Our journey from Pune begun at 4 am in the morning , yes you read right ! The sunrise and the drive through the Konkan region was spell binding. The roads were very good for the most part and the neat and clean villages with their distinct architecture and sprawling abodes and greenery all around must leave Pune city dwellers in today's day and age of 'luxirious living' green with envy. We stopped off in some very interesting points to take pics and go to the loo :-) I enjoyed walking right into a lady farmer's small plot while she was farming with her daughter and getting her to show us around her crops ! She was one of those typical vendors you see sitting on the city pavements. She grew everything under the sun and had the largest cauliflower plant I have ever seen. If she had a bumper crop she would sell in Alibaug market otherwise right there in her village. Right across the road from the farm we bought a packet full of 'kala jaam' and relished it thoroughly with a sprinkling of salt. Stopping along the way in the middle of remote villages to have chai and lapping up the village life was nice. In one village we saw a very peculiar species of a 'dog' which was not really like a dog. It was a mix of a pig and a dog and looked very funny. We saw several of these in that village, I think it was Nizampur.

Finally we got to Rajpuri which houses the tombs of the Siddhi nawabs. Architecture was imposing. You felt the Muslim presence in the area. We walked past schools and homes in the fishing village until we got to the shore from where lo and behold we could see Janjira out of nowhere really . We stood on the beach just to take in the incredible sight. Boats haul visitors of Rajpuri to the fort. These boats too seem to date from the Siddhis time architecturilly atleast with these white sails fluttering the air. Reminded me of the 'Pirates in the Caribbean'.

Once on the boat, we had this sweet bunch of muslim school children with their teachers who started singing some beautiful urdu songs. Still humming the tune at home today. The fort is so cleverly built that one cannot see any entrance from a distance unless they know where it is. The fort is truly imposing. We had a great guide who spoke in a very peculiar urdu accent which sounded very cool to me. The fort has India's third largest cannon and is built with a material in such a fashion that it never heats up. Our heads were hot from the searing heat but the cannon was as cool as a dog's nose. The exterior door's in the fort are designed such that they look like tiny windows from outside confusing the enemy. The main door still stands and cannot be burnt or made to rot ! There is a emblem in the fort which is either tatooed on each dweller's body or each person has a ring with the emblem. The emblem depicts a lion crushing seven elephants ! How crazy a emblem is that ! If someone comes knocking disguised as a friend and cannot provide this emblem on them, then they are finished off right away by pouring hot oil on them and body dumped in the sea ! Too many exclamatory points to write about in this visit ! What is also incredible is that in case enemy did surround the fort dwellers , then there was a secret passage way seven feet under the sea that lead to a palace on the village overlooking the fort. We even saw this palace from shore.
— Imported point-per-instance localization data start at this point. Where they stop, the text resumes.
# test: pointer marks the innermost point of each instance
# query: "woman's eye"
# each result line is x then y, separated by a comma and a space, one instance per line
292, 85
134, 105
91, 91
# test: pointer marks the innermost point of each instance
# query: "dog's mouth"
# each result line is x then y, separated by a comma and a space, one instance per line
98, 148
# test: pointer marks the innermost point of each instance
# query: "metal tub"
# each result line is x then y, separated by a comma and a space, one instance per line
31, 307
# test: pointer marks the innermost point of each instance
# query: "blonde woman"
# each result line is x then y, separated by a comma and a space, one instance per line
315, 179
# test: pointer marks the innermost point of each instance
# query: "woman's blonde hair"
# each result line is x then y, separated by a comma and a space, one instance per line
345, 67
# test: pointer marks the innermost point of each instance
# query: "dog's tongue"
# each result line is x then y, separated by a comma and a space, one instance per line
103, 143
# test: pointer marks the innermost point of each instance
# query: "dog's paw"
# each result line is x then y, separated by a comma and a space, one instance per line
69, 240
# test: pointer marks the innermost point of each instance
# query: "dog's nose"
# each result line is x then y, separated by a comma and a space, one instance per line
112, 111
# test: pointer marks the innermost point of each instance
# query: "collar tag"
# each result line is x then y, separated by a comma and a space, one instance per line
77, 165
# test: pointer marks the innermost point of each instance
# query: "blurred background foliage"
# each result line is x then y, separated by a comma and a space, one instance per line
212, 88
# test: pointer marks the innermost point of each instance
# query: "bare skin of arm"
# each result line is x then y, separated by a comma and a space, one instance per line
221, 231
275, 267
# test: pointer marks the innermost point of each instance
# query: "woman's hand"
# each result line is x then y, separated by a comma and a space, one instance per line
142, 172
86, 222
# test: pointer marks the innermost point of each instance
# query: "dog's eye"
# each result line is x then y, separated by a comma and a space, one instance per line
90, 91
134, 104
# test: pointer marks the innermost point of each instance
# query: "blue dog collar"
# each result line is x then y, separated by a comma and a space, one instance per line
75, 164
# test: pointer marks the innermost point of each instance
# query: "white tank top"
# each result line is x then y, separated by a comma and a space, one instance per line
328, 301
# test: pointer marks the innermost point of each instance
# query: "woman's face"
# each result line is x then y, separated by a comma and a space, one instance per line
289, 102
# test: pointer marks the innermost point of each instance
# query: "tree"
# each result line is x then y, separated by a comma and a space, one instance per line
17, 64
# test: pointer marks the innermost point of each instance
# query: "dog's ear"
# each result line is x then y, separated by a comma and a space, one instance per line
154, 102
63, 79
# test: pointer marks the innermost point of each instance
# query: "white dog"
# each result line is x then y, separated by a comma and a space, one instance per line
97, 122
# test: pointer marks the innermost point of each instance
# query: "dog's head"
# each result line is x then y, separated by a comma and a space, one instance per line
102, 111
Had a superb fish thali in Murud a short distance away under a multi layered canapy of palm trees , with the the sound of breaking waves emanating from a distance. We then ran straight for the Muruf beach and had the typical beach fun and frolic which included a ride in a horse carriage. Proceeded from there towards Pune. Stopped off in Kashid beach on the way, where we had tea swinging on a hammock, while seeing the glowing sun slowly setting.

Murud Janjira and Kashid . They are worthy enough of being called jewels in the Increible India crown metaphorically speaking. However true to India's character, its a land so ancient and wise, that there I am sure there are countless Murud's and Janjira scattered across the length and breath of this great nation and perhaps its only fair that the curios,persevering traveller who dares to look beyond the beaten track is rewarded with such amazing slices of history and experiences the magnificence of mother nature in the least heard of places.I have been amazed at the hospitality, innocence and honesty of our people.

I shall surely return to Janjira one day. Pics to follow soon.